Both MongoDB and TDSQL can easily write JSON strings and update some fields in JSON. However, MongoDB does not support transactions, and it can only ensure the atomicity of single-row operations. If the atomicity of multiple-row operations needs to be ensured, two-phase commit must be implemented at the application layer. JSON operations of TDSQL can completely support transactions as well as distributed transactions in sharding mode.

Data query

  1. Join: TDSQL supports join operations on multiple tables by JSON fields, while MongoDB only supports left join operations on multiple non-sharded tables.
  2. Index: both TDSQL and MongoDB support creating indexes by some fields (e.g., int and string) of JSON. MongoDB also supports multikey index.
  3. Access to internal JSON elements: both TDSQL and MongoDB have complete syntax to access each filed in JSON, so there is no need to perform JSON parsing at the application layer.
  4. Search criteria: the searching and matching features of MongoDB are more comprehensive.

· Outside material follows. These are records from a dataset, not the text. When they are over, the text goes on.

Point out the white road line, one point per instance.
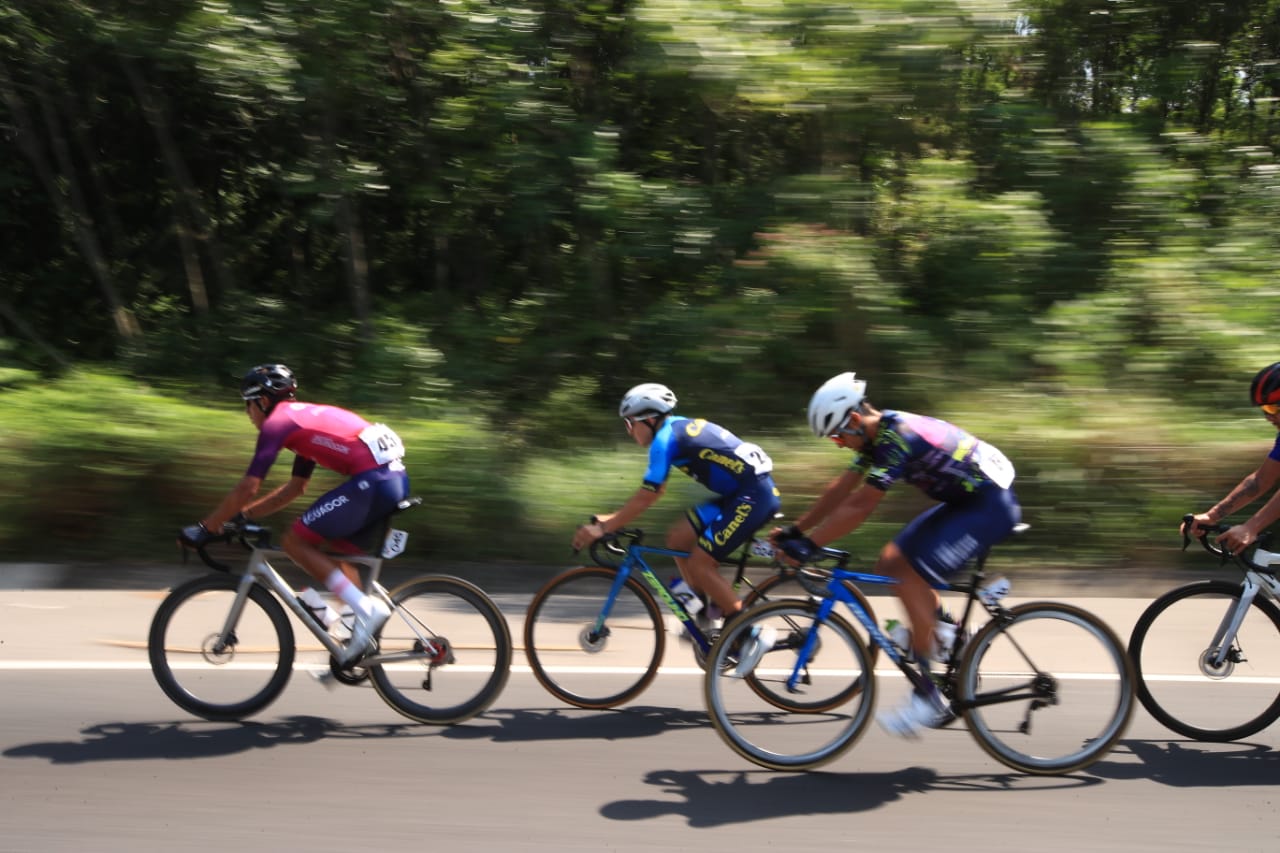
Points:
(63, 666)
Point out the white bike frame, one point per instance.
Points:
(1255, 582)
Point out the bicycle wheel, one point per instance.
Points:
(775, 737)
(1046, 688)
(1173, 646)
(586, 665)
(213, 674)
(444, 655)
(812, 698)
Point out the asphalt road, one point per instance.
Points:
(94, 757)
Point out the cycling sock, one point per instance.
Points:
(339, 584)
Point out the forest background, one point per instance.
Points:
(1052, 222)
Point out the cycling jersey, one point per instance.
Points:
(940, 459)
(707, 452)
(336, 438)
(343, 442)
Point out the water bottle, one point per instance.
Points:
(685, 594)
(993, 589)
(944, 635)
(320, 611)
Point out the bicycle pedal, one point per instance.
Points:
(443, 652)
(324, 678)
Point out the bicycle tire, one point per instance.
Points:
(455, 611)
(1184, 656)
(1015, 646)
(784, 584)
(584, 669)
(184, 632)
(778, 738)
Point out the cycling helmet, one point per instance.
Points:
(647, 400)
(269, 382)
(832, 402)
(1266, 386)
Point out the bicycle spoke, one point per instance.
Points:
(781, 738)
(1201, 689)
(1048, 690)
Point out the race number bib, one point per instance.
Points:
(394, 543)
(754, 456)
(995, 465)
(383, 443)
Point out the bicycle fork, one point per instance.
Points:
(1223, 653)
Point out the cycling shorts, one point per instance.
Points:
(941, 539)
(727, 523)
(350, 515)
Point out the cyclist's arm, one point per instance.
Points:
(837, 491)
(1248, 489)
(848, 516)
(234, 502)
(631, 510)
(1260, 482)
(278, 498)
(606, 524)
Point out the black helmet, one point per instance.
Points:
(1266, 386)
(270, 382)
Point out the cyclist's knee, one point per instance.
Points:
(681, 537)
(894, 562)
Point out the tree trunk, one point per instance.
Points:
(71, 204)
(176, 165)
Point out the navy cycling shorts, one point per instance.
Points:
(348, 515)
(725, 525)
(941, 539)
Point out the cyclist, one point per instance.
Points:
(1265, 393)
(369, 454)
(972, 482)
(735, 470)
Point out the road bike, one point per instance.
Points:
(1207, 655)
(1045, 688)
(222, 646)
(595, 637)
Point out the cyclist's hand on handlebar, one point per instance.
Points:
(786, 532)
(236, 525)
(586, 534)
(1197, 524)
(1237, 539)
(195, 536)
(799, 550)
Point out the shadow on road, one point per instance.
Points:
(720, 798)
(525, 725)
(1191, 763)
(181, 740)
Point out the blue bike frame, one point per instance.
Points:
(634, 561)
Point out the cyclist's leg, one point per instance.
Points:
(337, 518)
(711, 532)
(936, 544)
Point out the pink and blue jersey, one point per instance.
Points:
(319, 434)
(341, 441)
(937, 457)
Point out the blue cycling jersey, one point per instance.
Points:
(707, 452)
(940, 459)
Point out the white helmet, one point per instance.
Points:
(648, 398)
(831, 404)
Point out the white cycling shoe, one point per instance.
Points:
(918, 712)
(752, 648)
(362, 633)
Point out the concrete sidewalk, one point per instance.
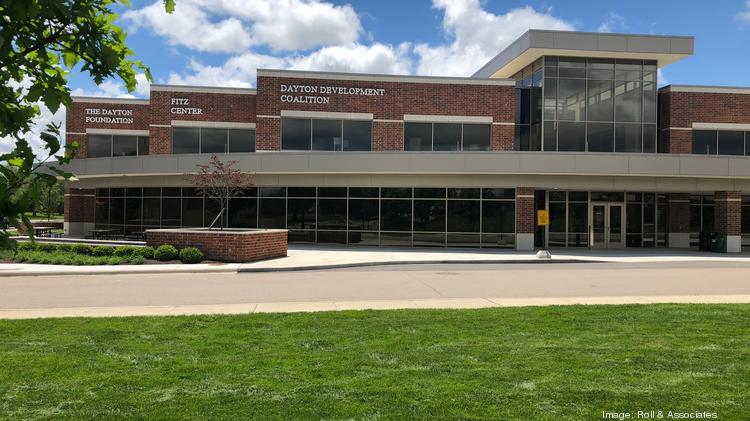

In contrast, TDSQL is not very friendly to developers as they have to perform type conversion on the criteria before making any judgment. In addition, due to its poorer filtering feature than MongoDB, TDSQL is suitable for applications with simple JSON operations.

Overall comparison

In general, TDSQL has all the three core features of MongoDB (JSON flexibility, high availability ensured by replica set, and scalability ensured by sharding). MongoDB supports relatively detailed JSON features. Because TDSQL is created on the basis of Tencent's TDSQL finance-grade distributed architecture, it offers complete solutions for high data consistency, availability, and scalability. Furthermore, TDSQL is capable of processing transactions and join operations of relational databases.

If you want to use JSON types and enjoy the capabilities of traditional databases such as data consistency, transactions, and joins, TDSQL will be a good choice.